Frank Maresca is one of the pioneers of Self-Taught and Outsider Art. His home is choc-a-block with the stuff and he allowed New York Social Diary‘s Sian Ballen & Lesley Hauge to talk to him about the differences between Self-Taught and Outsider Art while Jeffrey Hirsch photographed the place. But these pictures don’t do the story justice and you’d be cheating yourself if you didn’t go to NYSD to see the whole thing:
My sense is that the sorts of things you have in here are the sorts of things a trained artists needs to look at in order to learn.
Yes, absolutely. It has served as inspiration for so many artists. It has given them raw material for them to make their own art. If you go back to the birth of Modernism … Picasso and Matisse and Braque were collecting tribal art. And then you look at what they were producing in 1906, up to 1915 …
So what do you think, in your world, of the role of the self-taught artist?

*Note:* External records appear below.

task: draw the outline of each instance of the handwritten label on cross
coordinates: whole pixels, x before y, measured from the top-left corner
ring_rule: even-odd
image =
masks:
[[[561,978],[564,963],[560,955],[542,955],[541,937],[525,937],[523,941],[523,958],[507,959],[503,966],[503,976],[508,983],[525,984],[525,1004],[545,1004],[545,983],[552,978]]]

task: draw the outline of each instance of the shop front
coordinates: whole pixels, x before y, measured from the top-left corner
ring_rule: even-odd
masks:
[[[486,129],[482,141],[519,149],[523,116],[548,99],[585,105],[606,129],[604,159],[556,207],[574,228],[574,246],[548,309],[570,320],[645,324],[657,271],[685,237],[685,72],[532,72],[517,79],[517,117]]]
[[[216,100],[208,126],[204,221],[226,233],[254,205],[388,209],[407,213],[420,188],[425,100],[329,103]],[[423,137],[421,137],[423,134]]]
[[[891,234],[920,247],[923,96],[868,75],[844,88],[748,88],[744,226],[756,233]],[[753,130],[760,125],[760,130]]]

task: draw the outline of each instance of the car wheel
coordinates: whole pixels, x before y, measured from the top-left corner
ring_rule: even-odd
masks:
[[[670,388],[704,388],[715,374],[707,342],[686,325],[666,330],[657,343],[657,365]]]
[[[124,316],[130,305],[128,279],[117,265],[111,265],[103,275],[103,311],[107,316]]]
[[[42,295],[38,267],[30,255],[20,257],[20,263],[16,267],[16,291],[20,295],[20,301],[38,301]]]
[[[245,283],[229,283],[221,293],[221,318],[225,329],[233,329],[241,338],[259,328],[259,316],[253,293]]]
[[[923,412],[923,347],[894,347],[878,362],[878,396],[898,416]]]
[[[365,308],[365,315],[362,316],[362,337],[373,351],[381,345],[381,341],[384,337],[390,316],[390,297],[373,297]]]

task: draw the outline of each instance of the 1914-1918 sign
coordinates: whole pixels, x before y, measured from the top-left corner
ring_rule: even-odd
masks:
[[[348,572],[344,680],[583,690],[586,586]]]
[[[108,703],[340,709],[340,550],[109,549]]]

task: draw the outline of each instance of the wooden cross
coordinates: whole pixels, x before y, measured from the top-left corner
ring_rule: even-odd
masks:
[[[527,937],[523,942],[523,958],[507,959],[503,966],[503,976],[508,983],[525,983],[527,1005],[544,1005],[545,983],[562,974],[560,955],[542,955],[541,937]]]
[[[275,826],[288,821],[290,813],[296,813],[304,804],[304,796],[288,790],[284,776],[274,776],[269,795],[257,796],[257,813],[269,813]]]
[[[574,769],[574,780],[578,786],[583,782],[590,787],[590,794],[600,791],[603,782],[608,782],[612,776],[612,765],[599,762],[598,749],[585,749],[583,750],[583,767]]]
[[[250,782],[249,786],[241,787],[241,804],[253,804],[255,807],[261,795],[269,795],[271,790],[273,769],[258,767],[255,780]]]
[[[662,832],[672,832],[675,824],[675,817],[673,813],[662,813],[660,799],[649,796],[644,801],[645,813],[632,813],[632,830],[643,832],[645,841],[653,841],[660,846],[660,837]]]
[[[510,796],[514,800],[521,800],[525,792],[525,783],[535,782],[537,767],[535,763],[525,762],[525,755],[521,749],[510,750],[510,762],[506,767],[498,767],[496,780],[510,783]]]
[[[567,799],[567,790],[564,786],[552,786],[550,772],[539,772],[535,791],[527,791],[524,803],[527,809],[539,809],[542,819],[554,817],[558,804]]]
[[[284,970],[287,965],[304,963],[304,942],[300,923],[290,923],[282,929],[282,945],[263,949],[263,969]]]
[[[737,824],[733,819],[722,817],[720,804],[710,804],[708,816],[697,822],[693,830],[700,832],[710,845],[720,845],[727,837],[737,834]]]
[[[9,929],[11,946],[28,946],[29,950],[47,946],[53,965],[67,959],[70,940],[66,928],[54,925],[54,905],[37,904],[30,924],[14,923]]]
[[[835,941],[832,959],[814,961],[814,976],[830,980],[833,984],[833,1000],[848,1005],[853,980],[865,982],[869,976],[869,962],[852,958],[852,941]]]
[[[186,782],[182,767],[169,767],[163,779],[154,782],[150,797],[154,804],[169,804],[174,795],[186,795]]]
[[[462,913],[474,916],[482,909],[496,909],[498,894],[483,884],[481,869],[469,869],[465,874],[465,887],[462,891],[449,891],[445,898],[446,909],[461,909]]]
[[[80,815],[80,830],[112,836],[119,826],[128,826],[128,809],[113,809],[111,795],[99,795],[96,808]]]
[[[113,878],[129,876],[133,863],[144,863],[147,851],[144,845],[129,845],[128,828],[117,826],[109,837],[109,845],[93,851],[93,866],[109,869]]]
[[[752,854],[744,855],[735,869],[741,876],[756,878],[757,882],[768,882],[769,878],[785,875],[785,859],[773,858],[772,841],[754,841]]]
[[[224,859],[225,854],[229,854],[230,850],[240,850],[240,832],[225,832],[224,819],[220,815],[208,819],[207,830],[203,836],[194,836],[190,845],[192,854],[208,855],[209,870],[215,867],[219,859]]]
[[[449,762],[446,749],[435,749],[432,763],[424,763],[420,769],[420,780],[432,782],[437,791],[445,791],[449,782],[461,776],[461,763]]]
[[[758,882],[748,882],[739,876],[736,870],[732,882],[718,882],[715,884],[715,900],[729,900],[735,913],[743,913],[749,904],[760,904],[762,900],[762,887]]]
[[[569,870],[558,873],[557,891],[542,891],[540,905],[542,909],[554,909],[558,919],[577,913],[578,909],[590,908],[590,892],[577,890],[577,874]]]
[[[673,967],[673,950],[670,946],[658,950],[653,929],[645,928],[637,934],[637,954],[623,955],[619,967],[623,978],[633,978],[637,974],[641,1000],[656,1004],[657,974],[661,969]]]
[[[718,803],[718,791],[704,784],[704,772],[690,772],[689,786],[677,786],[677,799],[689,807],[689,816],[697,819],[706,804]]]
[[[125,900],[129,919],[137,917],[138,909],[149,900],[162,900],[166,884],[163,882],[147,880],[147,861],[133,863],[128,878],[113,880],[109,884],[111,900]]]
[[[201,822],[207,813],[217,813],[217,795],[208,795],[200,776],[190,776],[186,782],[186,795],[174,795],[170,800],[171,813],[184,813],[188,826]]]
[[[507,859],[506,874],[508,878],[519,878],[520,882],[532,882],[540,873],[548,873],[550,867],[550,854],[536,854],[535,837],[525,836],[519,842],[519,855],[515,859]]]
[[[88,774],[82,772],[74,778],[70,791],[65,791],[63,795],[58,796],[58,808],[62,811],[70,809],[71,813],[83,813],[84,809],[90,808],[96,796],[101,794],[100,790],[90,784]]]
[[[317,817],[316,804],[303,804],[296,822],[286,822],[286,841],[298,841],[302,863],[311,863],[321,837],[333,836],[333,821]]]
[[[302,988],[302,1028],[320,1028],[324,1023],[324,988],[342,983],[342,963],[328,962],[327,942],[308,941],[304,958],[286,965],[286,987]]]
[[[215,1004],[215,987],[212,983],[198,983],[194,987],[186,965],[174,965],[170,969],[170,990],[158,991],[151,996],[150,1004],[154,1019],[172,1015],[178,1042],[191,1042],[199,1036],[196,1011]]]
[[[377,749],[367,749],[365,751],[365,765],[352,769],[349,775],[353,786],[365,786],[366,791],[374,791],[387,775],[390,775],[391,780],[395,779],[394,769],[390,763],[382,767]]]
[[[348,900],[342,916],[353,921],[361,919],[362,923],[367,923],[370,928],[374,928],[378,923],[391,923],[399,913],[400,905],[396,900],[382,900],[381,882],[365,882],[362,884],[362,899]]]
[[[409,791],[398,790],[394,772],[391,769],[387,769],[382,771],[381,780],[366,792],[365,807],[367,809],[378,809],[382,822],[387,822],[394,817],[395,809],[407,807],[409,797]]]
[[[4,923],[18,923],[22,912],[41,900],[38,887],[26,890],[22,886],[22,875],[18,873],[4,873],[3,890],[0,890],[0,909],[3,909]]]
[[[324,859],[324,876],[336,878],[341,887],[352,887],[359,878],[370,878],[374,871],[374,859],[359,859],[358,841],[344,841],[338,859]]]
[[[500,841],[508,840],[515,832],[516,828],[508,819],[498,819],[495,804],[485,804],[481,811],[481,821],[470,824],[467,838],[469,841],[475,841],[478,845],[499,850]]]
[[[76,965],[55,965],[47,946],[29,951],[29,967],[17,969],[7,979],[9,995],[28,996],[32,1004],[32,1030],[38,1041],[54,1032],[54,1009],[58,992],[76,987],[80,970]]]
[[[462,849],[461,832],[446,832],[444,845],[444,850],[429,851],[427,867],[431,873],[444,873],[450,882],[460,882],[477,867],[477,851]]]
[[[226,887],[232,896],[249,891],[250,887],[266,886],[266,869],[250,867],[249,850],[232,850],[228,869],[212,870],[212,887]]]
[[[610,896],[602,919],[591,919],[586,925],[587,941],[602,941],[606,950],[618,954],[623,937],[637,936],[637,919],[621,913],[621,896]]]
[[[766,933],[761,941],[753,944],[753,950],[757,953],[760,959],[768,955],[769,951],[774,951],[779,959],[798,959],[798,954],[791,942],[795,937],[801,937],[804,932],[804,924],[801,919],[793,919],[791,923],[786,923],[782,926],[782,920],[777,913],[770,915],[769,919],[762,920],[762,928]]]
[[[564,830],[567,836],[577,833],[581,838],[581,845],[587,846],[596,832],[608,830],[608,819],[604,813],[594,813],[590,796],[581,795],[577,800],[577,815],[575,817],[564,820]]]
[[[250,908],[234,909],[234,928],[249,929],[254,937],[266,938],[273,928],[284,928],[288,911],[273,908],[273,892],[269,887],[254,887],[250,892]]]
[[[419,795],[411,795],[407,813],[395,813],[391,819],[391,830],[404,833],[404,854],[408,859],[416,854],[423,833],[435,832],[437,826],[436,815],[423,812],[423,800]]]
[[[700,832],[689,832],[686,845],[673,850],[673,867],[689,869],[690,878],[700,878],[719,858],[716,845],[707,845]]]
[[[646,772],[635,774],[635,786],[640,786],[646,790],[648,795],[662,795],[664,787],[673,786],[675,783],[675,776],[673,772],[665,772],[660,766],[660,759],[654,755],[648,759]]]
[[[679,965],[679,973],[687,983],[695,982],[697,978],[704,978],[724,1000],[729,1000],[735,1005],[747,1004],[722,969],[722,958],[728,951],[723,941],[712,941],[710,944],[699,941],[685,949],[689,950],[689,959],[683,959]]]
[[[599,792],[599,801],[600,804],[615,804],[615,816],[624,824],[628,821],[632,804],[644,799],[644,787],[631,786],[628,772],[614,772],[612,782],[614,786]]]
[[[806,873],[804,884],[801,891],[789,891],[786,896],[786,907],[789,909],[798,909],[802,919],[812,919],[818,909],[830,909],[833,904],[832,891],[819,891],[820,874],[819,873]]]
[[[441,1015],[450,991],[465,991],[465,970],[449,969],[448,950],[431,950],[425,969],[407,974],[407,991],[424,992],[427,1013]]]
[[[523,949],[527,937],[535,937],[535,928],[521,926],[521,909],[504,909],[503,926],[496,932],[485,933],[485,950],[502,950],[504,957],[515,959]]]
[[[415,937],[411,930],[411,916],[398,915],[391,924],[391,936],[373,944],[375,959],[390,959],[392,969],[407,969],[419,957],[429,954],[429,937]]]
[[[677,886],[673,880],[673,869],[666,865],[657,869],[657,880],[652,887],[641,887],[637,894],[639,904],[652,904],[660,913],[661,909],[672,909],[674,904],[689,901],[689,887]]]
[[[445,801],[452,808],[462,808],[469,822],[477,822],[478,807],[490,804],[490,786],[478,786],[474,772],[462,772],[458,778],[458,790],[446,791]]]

That is absolutely what it’s about. It’s about influence. Certainly this the case with the self-taught, and the outsider artists—it is important to me to make the distinction between the two … the outsiders are so lost in their own worlds that they need someone from ‘inside’ society to be caregivers. People who accept the term ‘outsider artist’ would say: Oh, William Hawkins was an outsider. Well why consider William Hawkins an outsider artist? Well, they would say because he had a third grade education, because he was illiterate, because he collected cardboard on the street, because he painted his shoes and his pants and he walked around with a Mexican sombrero on, or because he wore 20 tie tacks … the truth is none of that has anything to do with anything. It doesn’t make him an outsider artist because he was perfectly sane. I learned more from William Hawkins about art than I did from all my contemporaries. We consider William Hawkins to be a self-taught artist … [he] was operating outside of the art-historical continuum. He was not influenced by any other artist. But it doesn’t mean that he wasn’t influenced by popular culture.